Question

Following is a staggered conformation for one of the enantiomers of 2-butanol. CC(C)C(C)O (a) Is this (R)-2-butanol or (S)-2-butanol? (b) Viewed along the bond between carbons 2 and 3, draw a Newman projection for this staggered conformation. (c) Draw a Newman projection for two more staggered conformations of this molecule. Which of your conformations is most stable? Assume that \(-\mathrm{OH}\) and \(-\mathrm{CH}_{3}\) are comparable in size.

Short answer

Question: Identify the enantiomer of 2-butanol as either (R)-2-butanol or (S)-2-butanol and describe the most stable staggered conformation using Newman projections. Answer: The enantiomer of 2-butanol is (R)-2-butanol. The most stable staggered conformation using Newman projections has the hydroxyl group (-OH) in the top-right position, the methyl group (-CH3) in the bottom-right position, and minimal steric hindrance between these groups.

Step-by-step solution

Determine if the enantiomer is (R)-2-butanol or (S)-2-butanol

Start by assigning Cahn-Ingold-Prelog (CIP) priority to the four substituents attached to the chiral center. The chiral center is carbon 2, the one connected to both hydroxyl (OH) group and a methyl group (CH3). The atom connected to carbon 2 have the following atomic numbers: - Hydrogen (H): 1 - Hydroxyl oxygen (O): 8 - Methyl group carbon (C): 6 - Methylene group carbon (C): 6 Since oxygen has the highest atomic number, the hydroxyl group will be assigned the highest priority (1). The second and third priorities go to the methyl and methylene groups because carbon has a higher atomic number than hydrogen. To break the tie, compare atoms bonded to these carbons due to the first point of difference rule: the methyl carbon is bonded to three hydrogens; the methylene carbon is bonded to one hydrogen and one carbon.
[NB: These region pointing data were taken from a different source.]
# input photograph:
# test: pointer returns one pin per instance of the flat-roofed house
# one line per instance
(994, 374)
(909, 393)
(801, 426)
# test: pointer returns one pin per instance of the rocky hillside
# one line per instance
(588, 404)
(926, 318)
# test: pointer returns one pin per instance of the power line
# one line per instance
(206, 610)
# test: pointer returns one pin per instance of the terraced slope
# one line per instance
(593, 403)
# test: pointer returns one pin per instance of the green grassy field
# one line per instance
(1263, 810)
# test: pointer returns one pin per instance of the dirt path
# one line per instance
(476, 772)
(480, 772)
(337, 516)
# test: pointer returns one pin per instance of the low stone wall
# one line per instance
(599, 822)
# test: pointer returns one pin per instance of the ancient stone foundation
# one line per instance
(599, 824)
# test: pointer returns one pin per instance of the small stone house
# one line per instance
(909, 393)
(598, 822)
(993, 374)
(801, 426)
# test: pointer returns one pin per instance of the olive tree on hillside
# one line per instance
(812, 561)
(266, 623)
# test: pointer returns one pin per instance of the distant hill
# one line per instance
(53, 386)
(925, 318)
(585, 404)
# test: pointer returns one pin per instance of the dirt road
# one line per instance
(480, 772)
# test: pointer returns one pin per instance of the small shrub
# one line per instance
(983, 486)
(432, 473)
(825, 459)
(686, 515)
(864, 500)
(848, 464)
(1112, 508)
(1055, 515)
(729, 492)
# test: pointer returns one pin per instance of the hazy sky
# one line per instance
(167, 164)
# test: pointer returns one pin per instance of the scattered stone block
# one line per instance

Since carbon has a higher atomic number than hydrogen, methylene gets priority over the methyl group. The priority order now is: - OH (Oxygen): 1 - Methylene (CH2): 2 - Methyl (CH3): 3 - H: 4 Now, trace a circular path from OH (1) to CH2 (2) to CH3 (3). Since the rotation is clockwise, the configuration is (R). So, the enantiomer is (R)-2-butanol.

Draw a Newman projection for the staggered conformation viewed along the bond between carbons 2 and 3

To draw a Newman projection, first, choose the view along the C2-C3 bond. Then, represent the front carbon (C2) as a dot and the substituents around the dot as follows: - The hydroxyl group (-OH) on the top-right. - The methyl group (-CH3) on the bottom-right. - Hydrogen on the left. The rear carbon (C3) is represented by a circle, with its substituents as follows: - Hydrogen on the top-left. - Methyl group (-CH3) on the bottom-left. - The hydrogen on the right. These substituents are arranged in a way that represents a staggered conformation. The Newman projection of the given conformer is now complete.

Draw two additional staggered conformations and determine the most stable conformation

To generate the other two staggered conformations of (R)-2-butanol, we will rotate the front carbon anti-clockwise by 120 degrees each time. 1. Rotate 120 degrees: The front carbon will have the hydroxyl group at the top and the methyl group at the bottom-left. 2. Rotate another 120 degrees: The front carbon will have the hydroxyl group at the bottom-right and the methyl group at the bottom-left. From these conformations, the most stable one will have the least steric hindrance between the substituents. The original staggered conformation, with the hydroxyl group in the top-right position and the methyl group in the bottom-right position, has the least steric interaction between the -OH and -CH3 groups. Steric repulsion between these groups is minimized compared to the other conformations since -OH and -CH3 are farthest apart, causing minimal impedance. Therefore, the most stable conformation is the one given in the original problem.